To check the binary log file if you are using binlog_format ROW, you have to use “mysqlbinlog -v --base64-output=DECODE-ROWS log_file”
Thanks for the reply. I’m using STATEMENT format. As suggested, I used mysqlbinlog to look at some of the log files. Mostly it’s INSERTs interspersed with UPDATEs on individual rows. It does seem like there are some largish UPDATEs, possibly on the same row, which I think could explain my problem? However, I can’t tell easily since I’m using less on the command line to look at these logs. I thought maybe I could use pt-query-digest to get a summary report on these logs, but when I ran it on my log file all I got was the output copied below. Note that no profile data is being reported. I’m very new to this tool, so perhaps I’m not using it properly? All I did was run pt-query-digest followed by the log file name.
# 8.4s user time, 320ms system time, 856.91M rss, 1002.16M vsz
# Current date: Sun Apr 14 22:12:01 2013
# Hostname: Sync_Server
# Files: mysql-bin.001286
# Overall: 0 total, 1 unique, 0 QPS, 0x concurrency ______________________
# Attribute total min max avg 95% stddev median
# ============ ======= ======= ======= ======= ======= ======= =======
# Query size 101.71M 101.71M 101.71M 101.71M 101.71M 0 101.71M
# Profile
# Rank Query ID Response time Calls R/Call V/M Item
# =========== =========== =========== =========== =========== ===== ======
I don’t think you need a summary from pt-query-digest. The problem should be a large number of statements, so by going through your logfiles you should see a large number of statements. Previously, the number of statements was less. Maybe by going through the logfiles you can see why there is an explosion in the number of statements.
Unfortunately I deleted the old logs (prior to the start of the problem) to free up disk space. I ran a line count on one of the log files during the problem period (I assume this is a good proxy for the statement count) and got back about 1000 lines.
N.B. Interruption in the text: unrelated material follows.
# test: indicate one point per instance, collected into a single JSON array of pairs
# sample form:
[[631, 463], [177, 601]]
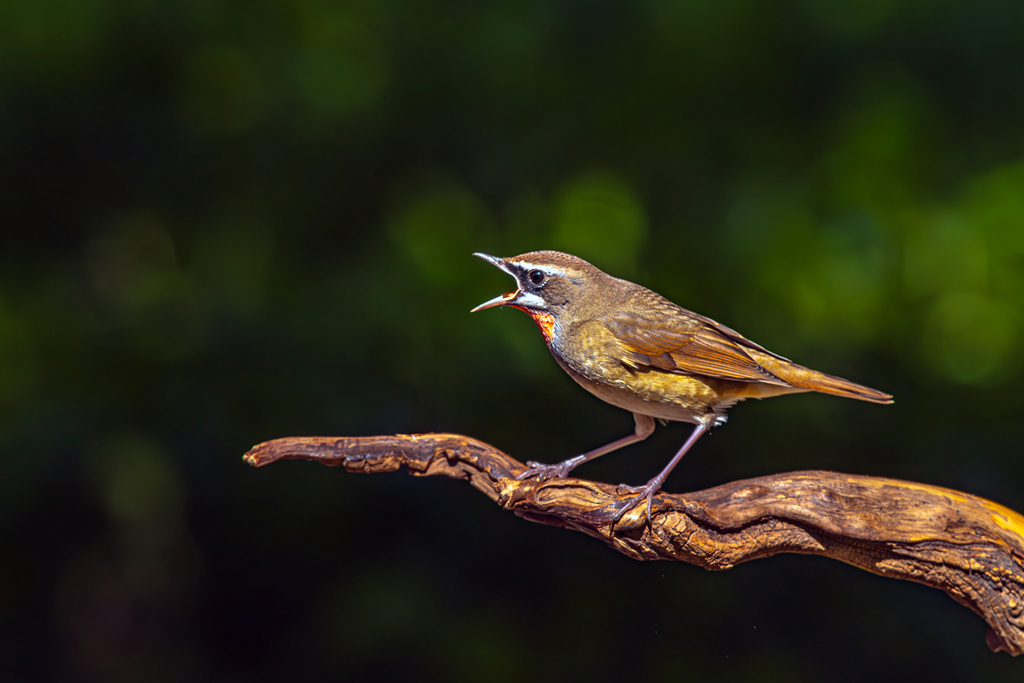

I’m not running Percona Monitoring.
It seems like there are multiple UPDATEs being made to the same set of 3 or 4 rows. Again, I can’t tell very easily because I’m just sending the output of mysqlbinlog to less. That’s where I was hoping pt-query-digest could help, but it doesn’t produce the output I expected. Regardless, these rows have a text column which contains a JSON array which can be on the order of a few MB in size. The UPDATEs are appending the JSON array stored in this text column. These JSON arrays are messages for mobile devices, which are purged (deleted) when a mobile device connects to the server and pulls its messages. For some reason these particular messages aren’t getting purged.
My hypothesis is that the log growth is caused by these UPDATEs. Since the logs are stored in STATEMENT format and the entire JSON array for a given device is stored as a single column in a single row, each time the JSON array is appended the log is written with the entire JSON array. At a few to many MB per JSON array it would only take 20 or 30 UPDATEs (about what I’m seeing) to fill a 100 MB log file.
Does this make sense as an explanation for what I’m seeing? I’m mostly a software developer and not a DB expert, so I’m not too experienced with these types of issues.